We found inverse associations between type 2 diabetes and both prostate cancer and non-melanoma skin cancer in both datasets. Previous studies have suggested a deficit of prostate cancer in people with diabetes [3, 6]. Although few other studies have reported on skin cancer, the Danish record linkage study found an inverse association in women (standardised incidence ratio [SIR] 0.9 [95% CI 0.8–0.9]), although not in men (1.0 [95% CI 0.9–1.1]) [10]. A study investigating non-melanoma skin cancer in type 2 diabetes concluded that the use of insulin in type 2 diabetes may provide a protective effect against this form of skin cancer [35]. It has also been suggested that insufficient levels of vitamin D may increase the risk of diabetes [36]. Because the production of vitamin D requires sunlight exposure, it is plausible that people who have relatively low exposure to sunlight may have a greater risk of diabetes as well as a reduced risk of skin cancer. It is also possible that people with diabetes may spend less time in the sun than others; and an interpretation of the relationship between diabetes and skin cancer could only be meaningfully made with access to information about sun exposure.

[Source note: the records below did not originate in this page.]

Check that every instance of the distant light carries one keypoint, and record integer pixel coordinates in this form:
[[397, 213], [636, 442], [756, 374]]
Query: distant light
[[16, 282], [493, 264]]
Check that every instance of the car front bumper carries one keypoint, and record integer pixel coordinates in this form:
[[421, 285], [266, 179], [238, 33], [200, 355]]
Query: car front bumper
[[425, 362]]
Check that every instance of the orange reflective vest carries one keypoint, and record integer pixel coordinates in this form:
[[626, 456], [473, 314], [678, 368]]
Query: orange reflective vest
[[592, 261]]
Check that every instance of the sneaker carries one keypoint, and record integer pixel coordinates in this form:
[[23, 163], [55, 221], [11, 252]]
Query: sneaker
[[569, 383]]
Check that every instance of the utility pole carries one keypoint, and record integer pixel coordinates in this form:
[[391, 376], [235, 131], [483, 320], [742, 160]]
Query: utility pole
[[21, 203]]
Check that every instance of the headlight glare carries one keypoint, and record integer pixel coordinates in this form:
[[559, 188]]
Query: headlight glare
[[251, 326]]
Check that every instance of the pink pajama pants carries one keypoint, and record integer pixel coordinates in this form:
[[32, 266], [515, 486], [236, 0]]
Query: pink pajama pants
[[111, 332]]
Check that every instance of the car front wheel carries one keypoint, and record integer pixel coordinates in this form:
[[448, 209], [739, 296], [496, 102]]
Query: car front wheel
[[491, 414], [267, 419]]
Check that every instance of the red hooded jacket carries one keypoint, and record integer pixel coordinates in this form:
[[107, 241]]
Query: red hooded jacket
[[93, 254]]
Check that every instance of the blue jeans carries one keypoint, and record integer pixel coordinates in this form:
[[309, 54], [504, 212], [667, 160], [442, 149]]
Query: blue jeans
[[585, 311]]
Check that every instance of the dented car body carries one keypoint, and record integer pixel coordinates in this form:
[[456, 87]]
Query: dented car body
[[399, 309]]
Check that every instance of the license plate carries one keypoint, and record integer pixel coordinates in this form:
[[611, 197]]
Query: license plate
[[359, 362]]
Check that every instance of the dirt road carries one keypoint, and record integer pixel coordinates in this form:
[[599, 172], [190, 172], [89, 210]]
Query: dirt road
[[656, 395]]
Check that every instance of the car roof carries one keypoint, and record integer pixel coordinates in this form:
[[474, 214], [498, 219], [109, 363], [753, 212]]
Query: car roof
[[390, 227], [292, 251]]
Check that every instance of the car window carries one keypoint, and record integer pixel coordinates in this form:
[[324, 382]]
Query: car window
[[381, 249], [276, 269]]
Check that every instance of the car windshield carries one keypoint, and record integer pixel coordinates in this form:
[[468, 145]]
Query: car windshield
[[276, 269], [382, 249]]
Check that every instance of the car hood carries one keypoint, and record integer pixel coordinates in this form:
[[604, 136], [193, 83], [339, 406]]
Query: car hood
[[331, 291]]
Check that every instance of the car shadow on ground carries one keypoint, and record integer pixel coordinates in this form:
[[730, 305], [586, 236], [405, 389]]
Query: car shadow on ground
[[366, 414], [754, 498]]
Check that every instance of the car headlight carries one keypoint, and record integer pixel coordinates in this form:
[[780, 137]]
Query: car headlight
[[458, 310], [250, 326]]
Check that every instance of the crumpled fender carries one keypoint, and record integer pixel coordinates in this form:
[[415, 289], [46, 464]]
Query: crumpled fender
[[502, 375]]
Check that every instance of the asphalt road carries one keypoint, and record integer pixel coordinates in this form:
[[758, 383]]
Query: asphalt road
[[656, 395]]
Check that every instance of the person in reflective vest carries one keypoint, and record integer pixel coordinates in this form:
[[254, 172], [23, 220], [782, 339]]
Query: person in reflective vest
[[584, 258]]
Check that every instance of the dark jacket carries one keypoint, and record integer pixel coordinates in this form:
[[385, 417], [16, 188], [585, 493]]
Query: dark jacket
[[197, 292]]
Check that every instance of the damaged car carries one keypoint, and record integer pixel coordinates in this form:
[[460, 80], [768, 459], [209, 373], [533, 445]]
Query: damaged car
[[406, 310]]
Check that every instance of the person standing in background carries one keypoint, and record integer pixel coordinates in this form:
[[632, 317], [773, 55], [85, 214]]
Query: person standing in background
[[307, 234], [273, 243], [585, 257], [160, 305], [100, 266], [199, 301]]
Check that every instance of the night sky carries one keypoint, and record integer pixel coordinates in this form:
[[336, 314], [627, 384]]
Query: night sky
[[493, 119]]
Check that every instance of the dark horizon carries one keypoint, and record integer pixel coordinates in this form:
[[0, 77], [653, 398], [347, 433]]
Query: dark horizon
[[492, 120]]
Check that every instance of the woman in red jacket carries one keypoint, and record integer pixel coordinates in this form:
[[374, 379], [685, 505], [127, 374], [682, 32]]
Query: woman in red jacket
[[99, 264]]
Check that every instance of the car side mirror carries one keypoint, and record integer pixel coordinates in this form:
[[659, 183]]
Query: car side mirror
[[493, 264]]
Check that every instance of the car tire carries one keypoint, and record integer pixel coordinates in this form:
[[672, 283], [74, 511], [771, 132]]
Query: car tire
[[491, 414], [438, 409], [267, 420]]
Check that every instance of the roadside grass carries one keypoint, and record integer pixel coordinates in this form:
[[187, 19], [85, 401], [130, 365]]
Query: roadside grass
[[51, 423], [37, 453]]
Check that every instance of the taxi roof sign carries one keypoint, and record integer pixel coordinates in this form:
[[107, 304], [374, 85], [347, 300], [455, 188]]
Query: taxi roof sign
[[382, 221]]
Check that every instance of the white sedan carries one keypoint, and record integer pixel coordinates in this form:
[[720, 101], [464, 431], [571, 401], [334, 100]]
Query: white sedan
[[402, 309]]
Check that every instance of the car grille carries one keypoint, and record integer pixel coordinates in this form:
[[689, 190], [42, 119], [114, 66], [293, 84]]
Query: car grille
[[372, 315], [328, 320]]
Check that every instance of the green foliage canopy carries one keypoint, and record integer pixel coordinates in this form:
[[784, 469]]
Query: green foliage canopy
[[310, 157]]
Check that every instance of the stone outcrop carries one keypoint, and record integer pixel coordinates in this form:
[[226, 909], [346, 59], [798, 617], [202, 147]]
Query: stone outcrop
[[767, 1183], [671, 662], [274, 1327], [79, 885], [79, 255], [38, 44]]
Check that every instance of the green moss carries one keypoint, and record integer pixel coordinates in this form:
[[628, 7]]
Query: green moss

Some previous meta-analyses have found elevated risks of colorectal [4], breast [5] and bladder cancers [8] and an association with non-Hodgkin’s lymphoma [9]. We did not find significantly elevated risks of these cancers in the present study. Our findings for colorectal cancers, although not significant, were consistent with an elevated risk of up to 60% for colon cancer and up to 74% for rectal cancer, in ORLS2 (as judged by the upper confidence limit); these are consistent with the rate ratios found in the meta-analysis [4]. It is also possible that our rate, lower than anticipated from the literature, may be a ‘chance’ low (see discussion of multiple comparisons above). A lack of association between diabetes and breast cancer has been reported before [26]. It can be problematic to compare risks of different individual cancers using data from different studies with different regions. Record linkage studies seem to provide some of the most reproducible findings on individual cancer sites [3, 10, 11, 26, 32]. One of the reasons for this may be that many different cancer sites can be studied within a single population using the same methodology.

Conclusion

This study adds to the evidence that type 2 diabetes is associated with elevated risks of cancers of the pancreas, liver and uterus, and to that of a possible inverse association with prostate cancer and non-melanoma skin cancer. Considering the risk in diabetes of all cancers combined, the elevation of risk, if any, is likely to be small and numerically less important than other known complications of diabetes.